Mas nem todos os funcionários avaliam esses elementos essenciais igualmente. Por isso importa determinar quais são os mais importantes para cada indivíduo, esta identificação pode ajudar a organização a direcioná-los ou retê-los com base nos fatores pessoais e emocionais específicos de cada um.

“Por exemplo, se a pontuação de estabilidade de negócios de alguém é muito alta e se preocupam profundamente com a resiliência da empresa, provavelmente não desejam trabalhar numa startup, porque estes são negócios inerentemente instáveis”, diz Pietsch. “Assim, pode adaptar as suas tentativas de divulgação concentrando-se nos fatores subjacentes e aumentar as hipóteses de atrair e reter o talento certo.”

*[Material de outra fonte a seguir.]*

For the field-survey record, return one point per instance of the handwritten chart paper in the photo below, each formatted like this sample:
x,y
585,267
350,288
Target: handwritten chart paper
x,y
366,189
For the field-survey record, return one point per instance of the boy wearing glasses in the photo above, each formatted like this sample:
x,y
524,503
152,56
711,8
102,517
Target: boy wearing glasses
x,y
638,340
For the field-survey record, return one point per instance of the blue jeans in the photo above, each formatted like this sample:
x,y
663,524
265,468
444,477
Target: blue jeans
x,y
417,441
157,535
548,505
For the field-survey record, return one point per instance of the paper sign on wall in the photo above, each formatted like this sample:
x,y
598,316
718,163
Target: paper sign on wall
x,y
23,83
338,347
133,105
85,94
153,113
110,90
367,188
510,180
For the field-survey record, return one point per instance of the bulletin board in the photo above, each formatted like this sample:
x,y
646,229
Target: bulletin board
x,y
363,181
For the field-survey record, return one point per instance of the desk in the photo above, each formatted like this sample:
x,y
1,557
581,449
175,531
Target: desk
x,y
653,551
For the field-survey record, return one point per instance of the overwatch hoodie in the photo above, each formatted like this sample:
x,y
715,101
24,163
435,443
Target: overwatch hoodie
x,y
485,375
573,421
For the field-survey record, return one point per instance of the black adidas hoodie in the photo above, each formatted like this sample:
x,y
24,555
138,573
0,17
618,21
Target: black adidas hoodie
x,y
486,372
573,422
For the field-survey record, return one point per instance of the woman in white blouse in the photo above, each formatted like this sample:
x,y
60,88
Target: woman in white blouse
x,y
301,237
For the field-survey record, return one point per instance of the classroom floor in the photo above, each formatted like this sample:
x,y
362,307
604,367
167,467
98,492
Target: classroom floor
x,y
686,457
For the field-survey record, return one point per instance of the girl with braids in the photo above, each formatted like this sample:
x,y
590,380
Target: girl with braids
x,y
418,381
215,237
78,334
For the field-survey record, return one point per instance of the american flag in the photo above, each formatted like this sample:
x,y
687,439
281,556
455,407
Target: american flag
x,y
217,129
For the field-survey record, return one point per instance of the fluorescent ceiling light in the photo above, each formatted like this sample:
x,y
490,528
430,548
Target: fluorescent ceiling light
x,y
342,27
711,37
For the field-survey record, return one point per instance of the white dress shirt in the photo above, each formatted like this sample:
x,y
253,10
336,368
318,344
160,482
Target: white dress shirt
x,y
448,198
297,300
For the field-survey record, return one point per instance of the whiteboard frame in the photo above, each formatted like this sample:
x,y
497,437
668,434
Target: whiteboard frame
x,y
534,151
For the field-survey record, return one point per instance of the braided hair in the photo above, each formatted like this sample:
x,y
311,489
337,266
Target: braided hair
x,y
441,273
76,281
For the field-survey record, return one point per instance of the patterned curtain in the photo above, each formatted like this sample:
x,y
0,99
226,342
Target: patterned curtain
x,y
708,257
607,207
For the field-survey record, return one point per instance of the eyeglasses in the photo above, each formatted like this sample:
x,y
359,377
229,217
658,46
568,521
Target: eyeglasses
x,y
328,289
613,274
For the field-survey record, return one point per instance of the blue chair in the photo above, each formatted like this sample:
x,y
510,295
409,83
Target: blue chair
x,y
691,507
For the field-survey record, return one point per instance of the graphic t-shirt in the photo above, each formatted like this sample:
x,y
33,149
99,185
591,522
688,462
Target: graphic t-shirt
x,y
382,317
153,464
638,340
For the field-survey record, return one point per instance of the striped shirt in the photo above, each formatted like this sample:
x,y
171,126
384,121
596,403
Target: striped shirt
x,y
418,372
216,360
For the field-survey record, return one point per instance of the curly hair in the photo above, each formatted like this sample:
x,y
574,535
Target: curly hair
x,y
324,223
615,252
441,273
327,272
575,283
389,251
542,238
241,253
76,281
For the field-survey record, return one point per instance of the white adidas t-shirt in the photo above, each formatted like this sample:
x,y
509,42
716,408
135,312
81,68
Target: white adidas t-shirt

O estudo do Bureau of Labor Statistics de vagas de emprego e rotatividade de mão-de-obra (JOLT) mostra um mercado de trabalho sem precedentes, o que dificulta as organizações contratarem talentos suficientes para suas posições em aberto, observa Weisbeck. O número de vagas em aberto permaneceu estável durante meses, assim como o número de candidatos a empregos disponíveis; o que está a subir é o número de “desistências”, o que significa que as pessoas estão a deixar os seus empregos atuais para outros cargos.

“Ser capaz de identificar as razões pelas quais os talentos estão infelizes, descomprometidos ou que buscam ativamente outros papéis ou estão prestes a sair é um diferencial competitivo. Há cinco anos, vimos apenas grandes empresas a usar a análise de dados desta forma; mas esta deixou de ser uma opção, é obrigatório, mesmo para as pequenas e medias empresas empresas”, finaliza Weisbeck.